John Lannan was in good shape to win his ninth game this season, which would tie a career high, when Davey Johnson came to the mound Monday afternoon with one out in the sixth inning. Lannan had allowed one run in the first inning and then shut out the Dodgers from. He had allowed five hits and two walks, striking out four.
Lannan, staked to a 4-1 lead, wanted to keep pitching even though he had thrown 94 pitches on a hot, humid day. He asked Johnson for one more hitter, confident he could induce a double play and get through the sixth.
“I said, ‘Nice try,’ ” Johnson said. “But I like the fact that he wanted to stay in there.”
Lannan did leave, but he earned the win after the Nationals poured on three more runs and four relievers. allowed one run in 3 2/3 innings. Afterward, Lannan chuckled when he thought back to getting pulled.
“I wasn’t being defiant or anything,” Lannan said. “I really just said it like, ‘Can I get one more hitter?’ I said it as nice as possible. I felt good, and I wanted to keep on battling. But my pitch count is high, it’s a hot day, our bullpen is fresh. I understood why.”
Johnson may have felt Lannan had tired more quickly in the humidity, the kind of air you need to chew before you can breathe it. The velocity of Lannan’s fastball was down a tick. He entered Monday averaging 89.9 miles per hour this year with his two-seam fastball. Against the Dodgers, the two-seamer hummed at an average of 87.7 mph.
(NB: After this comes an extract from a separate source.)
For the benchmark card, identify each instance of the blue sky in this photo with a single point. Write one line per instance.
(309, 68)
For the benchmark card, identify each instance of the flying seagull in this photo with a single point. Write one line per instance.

It did not make him any less effective. Lannan had lost four consecutive starts entering Monday, but he had allowed just eight earned runs in 21 innings while the Nationals scored three total for him. In his last five starts, Lannan has a 3.08 ERA.
Lannan’s start almost included one of the coolest things in sports – a 5-4-3 triple play. In the fourth, Lannan allowed a walk and a single to start the inning. Russ Mitchell grounded to Ryan Zimmerman, and Lannan hoped for a double play. “I didn’t even think about” a triple play, he said.
At shortstop, Ian Desmond immediately thought about it. “Right when it got hit, I knew Zim was thinking it and I knew Espi was thinking it,” he said. “I thought I was going to see a triple play right there. We got the arm at second base for it.”
Zimmerman shuffled one step to right, stepped on third base and flung a sidearm, off-balance throw to Danny Espinosa at second base. “I’m like, ‘Oh my, there might be a chance,’ ” Lannan said.
Espinosa pivoted and, with Aaron Miles sliding into his legs, fired to a wild throw first base. (Espinosa did not have his best day; he also struck out four times.)
First baseman Chris Marrero still could have made the play. But he stretched early, which disallowed him from reaching a few feet to his left, where the ball bounced. It skipped past him, and the Nationals settled for a double play.
“Yeah,” Lannan said. “That would have been awesome.”